Lee has vowed to look after his young star, even referring to himself as Sharma's guru. The actor could end up needing one. After Dune tanked, MacLachlan found himself in the unique position of being on billboards while struggling to get even an audition. "It's difficult to recover from something as catastrophic as that," he says. Adam Shankman, who cast Nikki Blonsky as the lead in his 2007 remake of Hairspray when she was working at a Cold Stone Creamery on Long Island, acknowledges that these plucked-from-obscurity ascents can be challenging to new stars. As a guest judge on So You Think You Can Dance, Shankman regularly advises young talent to "save every penny you made, because when you come out of this experience, you'll be the two worst things in the world: poor and famous." Blonsky went on to work as a makeup artist at a salon in Great Neck, New York.

Sharma is waiting to see how Life of Pi does before choosing his next move, but the young actor has already decided one thing: "I want to make movies—to direct, hopefully, one day." At least he's got the Hollywood mind-set down.

• • •

A Star Is Born
Below, a compilation of eight out-of-the-blue sensations.

Tippi Hedren, The Birds, 1963
Before: A commercial model spotted by Alfred Hitchcock in a soda ad.
After: Struggled to break her exclusive contract after the director grew obsessed with her.

Kyle MacLachlan, Dune, 1984
Before: Toiled in Pacific Northwest regional theater.
After: Couldn't land another job after being slaughtered by critics, until David Lynch cast him again in Blue Velvet.

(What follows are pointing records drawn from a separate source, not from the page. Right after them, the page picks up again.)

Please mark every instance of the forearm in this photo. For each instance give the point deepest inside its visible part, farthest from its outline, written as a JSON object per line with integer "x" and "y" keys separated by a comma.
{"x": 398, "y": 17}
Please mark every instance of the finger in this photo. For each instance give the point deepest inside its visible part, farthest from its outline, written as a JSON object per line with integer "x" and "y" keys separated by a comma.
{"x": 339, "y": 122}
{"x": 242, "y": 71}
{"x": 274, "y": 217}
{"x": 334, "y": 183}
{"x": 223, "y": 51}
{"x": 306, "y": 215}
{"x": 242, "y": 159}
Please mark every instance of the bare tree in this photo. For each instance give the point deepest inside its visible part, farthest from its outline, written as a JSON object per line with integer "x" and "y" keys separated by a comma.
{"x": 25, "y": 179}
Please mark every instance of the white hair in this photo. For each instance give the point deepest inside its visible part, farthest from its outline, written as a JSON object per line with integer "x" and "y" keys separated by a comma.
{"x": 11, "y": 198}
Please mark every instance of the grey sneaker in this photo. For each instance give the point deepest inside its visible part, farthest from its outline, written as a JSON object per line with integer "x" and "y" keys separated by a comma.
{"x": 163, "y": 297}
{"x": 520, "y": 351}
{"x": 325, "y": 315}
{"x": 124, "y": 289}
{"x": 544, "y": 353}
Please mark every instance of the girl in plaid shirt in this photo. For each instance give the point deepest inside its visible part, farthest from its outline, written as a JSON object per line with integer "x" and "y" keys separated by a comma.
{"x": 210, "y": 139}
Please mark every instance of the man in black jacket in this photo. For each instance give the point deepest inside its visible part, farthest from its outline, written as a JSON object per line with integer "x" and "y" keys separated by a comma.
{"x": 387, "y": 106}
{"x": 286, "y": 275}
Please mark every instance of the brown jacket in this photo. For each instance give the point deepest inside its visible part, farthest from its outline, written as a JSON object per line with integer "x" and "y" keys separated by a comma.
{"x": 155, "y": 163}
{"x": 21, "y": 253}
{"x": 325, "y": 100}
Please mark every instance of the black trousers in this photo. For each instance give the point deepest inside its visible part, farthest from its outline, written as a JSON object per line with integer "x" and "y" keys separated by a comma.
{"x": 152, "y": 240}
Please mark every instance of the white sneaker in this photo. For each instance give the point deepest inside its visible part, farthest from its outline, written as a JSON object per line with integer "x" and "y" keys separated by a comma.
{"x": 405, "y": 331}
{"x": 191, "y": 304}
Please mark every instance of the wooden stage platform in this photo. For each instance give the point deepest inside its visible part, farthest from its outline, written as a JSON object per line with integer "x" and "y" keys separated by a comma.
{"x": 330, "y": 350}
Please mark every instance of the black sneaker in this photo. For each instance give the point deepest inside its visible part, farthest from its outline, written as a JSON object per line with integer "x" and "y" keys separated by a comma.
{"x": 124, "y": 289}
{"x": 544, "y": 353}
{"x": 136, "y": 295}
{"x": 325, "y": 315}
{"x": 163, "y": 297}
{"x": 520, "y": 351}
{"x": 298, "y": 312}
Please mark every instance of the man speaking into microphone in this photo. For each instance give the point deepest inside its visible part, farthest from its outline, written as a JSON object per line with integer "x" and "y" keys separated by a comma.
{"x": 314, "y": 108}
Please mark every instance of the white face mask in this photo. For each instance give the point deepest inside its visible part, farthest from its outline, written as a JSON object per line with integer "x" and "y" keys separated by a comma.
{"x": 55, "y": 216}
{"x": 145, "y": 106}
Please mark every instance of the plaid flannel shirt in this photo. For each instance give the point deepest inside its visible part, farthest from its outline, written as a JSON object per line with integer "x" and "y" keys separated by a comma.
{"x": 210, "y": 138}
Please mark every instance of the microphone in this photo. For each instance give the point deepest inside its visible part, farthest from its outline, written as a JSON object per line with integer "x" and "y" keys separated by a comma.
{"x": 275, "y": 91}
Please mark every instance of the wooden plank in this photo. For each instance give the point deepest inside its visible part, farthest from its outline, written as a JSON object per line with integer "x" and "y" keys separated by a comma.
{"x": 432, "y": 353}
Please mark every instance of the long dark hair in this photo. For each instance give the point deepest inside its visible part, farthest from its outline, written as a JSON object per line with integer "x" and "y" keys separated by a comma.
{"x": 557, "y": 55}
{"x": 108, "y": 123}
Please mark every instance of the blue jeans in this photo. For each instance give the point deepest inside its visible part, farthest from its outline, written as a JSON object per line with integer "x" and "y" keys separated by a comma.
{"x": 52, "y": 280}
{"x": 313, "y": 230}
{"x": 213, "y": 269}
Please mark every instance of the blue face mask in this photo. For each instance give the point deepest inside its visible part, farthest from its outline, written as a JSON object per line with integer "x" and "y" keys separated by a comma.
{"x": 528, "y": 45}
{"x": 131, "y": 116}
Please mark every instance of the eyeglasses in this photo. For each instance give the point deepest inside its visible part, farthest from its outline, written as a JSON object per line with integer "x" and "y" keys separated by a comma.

Ricki Lake, Hairspray, 1988
Before: She'd shot a single episode of the sitcom Kate & Allie before John Waters came calling.
After: Became a talk-show host and weight-loss guru—not to mention a Dancing With the Stars contestant and a home-birth advocate.

Patrick Fugit, Almost Famous, 2000
Before: Had a few TV appearances under his belt, but his performance as Cameron Crowe's youthful alter ego was marketed as his introduction.
After: Has worked steadily, most recently in Crowe's We Bought a Zoo and the HBO film Cinema Verite.

Nikki Blonsky, Hairspray, 2007
Before: Scooped cones at a Cold Stone Creamery on Long Island before being discovered by director Adam Shankman.
After: After a stint as a makeup artist in her native Long Island, joined the cast of NBC's Smash.

Freida Pinto, Slumdog Millionaire, 2008
Before: Anchored a Mumbai-based travel show and modeled for Wrigley's and DeBeers before auditioning for Danny Boyle.
After: Sought out by directors like Woody Allen, Julian Schnabel, and Terrence Malick.

Gabourey Sidibe, Precious, 2009
Before: Worked as a receptionist; was told by Joan Cusack to avoid show business.
After: Parlayed an Oscar nomination into roles in Tower Heist and Showtime's The Big C.

Kenny Wormald, Footloose, 2011
Before: Dancer for Justin Timberlake, among others.
After: Will appear in a mock-reality-TV show about South Boston bros in Hollywood called Massholes.